Smith's work is taking significant steps in this direction. His analysis of the idea of 'reflexive knowledge' seems pretty important. The idea is that we cannot propound any knowledge of 'human nature' without augmenting the way that people behave in the real world. The study of humans as an object makes real changes in the constitution of humans as subjects. Knowledge of humans is reflexive, the process of studying us changes us.

At the end of my essay on the genealogy of the modern mind I concluded that the project would have to result in us actively working to transform ourselves. How to do this, however, was not clear to me. So my new essay on relationships will be addressing that issue. How to use historical study to augment theory of mind so as to make it useful in actively transforming people's minds and worlds.

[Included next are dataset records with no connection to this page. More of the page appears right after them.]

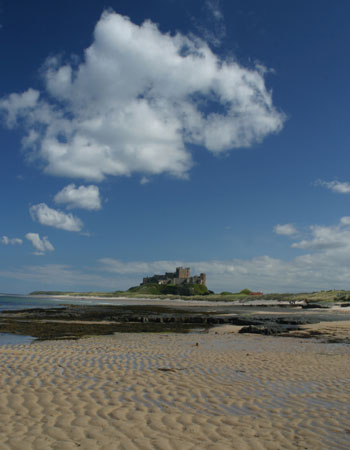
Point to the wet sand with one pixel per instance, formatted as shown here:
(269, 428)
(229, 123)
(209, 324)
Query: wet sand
(216, 390)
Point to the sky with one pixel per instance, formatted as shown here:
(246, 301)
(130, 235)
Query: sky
(137, 136)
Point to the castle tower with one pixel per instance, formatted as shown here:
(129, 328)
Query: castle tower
(182, 273)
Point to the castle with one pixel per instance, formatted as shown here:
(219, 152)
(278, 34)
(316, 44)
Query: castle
(181, 276)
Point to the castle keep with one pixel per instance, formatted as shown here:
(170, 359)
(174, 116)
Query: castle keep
(181, 276)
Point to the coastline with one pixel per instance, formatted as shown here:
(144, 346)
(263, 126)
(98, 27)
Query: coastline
(169, 391)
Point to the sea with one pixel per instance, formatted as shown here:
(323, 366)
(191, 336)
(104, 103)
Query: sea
(12, 302)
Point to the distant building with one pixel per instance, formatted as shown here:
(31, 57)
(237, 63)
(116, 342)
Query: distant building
(181, 276)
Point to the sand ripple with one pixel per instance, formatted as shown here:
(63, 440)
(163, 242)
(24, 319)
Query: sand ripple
(198, 391)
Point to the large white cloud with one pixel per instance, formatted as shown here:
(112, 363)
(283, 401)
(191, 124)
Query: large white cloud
(83, 197)
(40, 244)
(54, 218)
(135, 101)
(325, 265)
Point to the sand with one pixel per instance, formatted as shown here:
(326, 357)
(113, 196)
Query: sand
(217, 390)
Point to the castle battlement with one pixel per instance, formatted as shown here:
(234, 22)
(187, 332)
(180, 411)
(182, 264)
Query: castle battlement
(180, 276)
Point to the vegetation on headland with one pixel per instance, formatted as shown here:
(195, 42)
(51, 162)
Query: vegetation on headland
(200, 292)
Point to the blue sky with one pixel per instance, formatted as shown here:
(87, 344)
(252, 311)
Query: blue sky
(138, 136)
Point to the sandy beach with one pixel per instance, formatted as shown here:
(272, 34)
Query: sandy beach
(216, 390)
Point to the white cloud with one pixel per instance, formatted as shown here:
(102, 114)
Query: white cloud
(60, 277)
(41, 245)
(335, 186)
(287, 229)
(324, 238)
(144, 180)
(83, 197)
(135, 102)
(11, 241)
(54, 218)
(325, 265)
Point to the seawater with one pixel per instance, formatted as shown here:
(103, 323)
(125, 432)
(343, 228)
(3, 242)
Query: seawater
(10, 302)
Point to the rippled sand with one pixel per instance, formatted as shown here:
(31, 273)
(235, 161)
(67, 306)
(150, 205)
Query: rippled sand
(197, 391)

That is why the essay will move from the issue of minds, to the issue of habits, to the issue of mediums, to the solutions contained in a historically oriented theory of mind. What I'll be getting at is that we can't understand our own minds with a simple theory of mind. That we have to reckon with our minds at the level of habit. And that means we have to reckon with the question of the mediums that influence and create our habits. And to reckon with mediums is to reckon with culture, and thus to reckon with history.

I also think that the new essay in someways is about developing a philosophical defense of compassion. Because I believe that one of the implications of the historical approach to the mind is that we have to work a lot harder at compassion. I'm not sure how state this concisely right now. But it seems to be that if we begin thinking about the way our behavioral patterns are historically constituted, then we have to work harder to explain actions we find deplorable. It is what Collingwood calls absolute ethics: "The agent is now conscious of himself as absolute mind, and of every other agent, whether in agreement with himself or not, as coequal with himself. This means that he ceases to regard himself or his country or his party as in the right and everybody else in the wrong, but he regards all actions as manifestations of a will which is always and necessarily rational even when 'in the wrong', and therefore never wholly in the wrong. He thus sympathizes even with his opponents, and in proportion as he becomes truly rational he ceases to regard any one as an unmitigated opponent, but sees in every one a fellow-worker with himself in the cause of the good.... In absolute ethics the agent identifies himself with the entire world of fact, and in coming to understand this world prepares himself for the action appropriate to the unique situation" (304-5, my italics).

I look forward to finishing Smith's book. I also look forward to reading Elaine Scarry. I look forward to writing my new essay on relationships and history.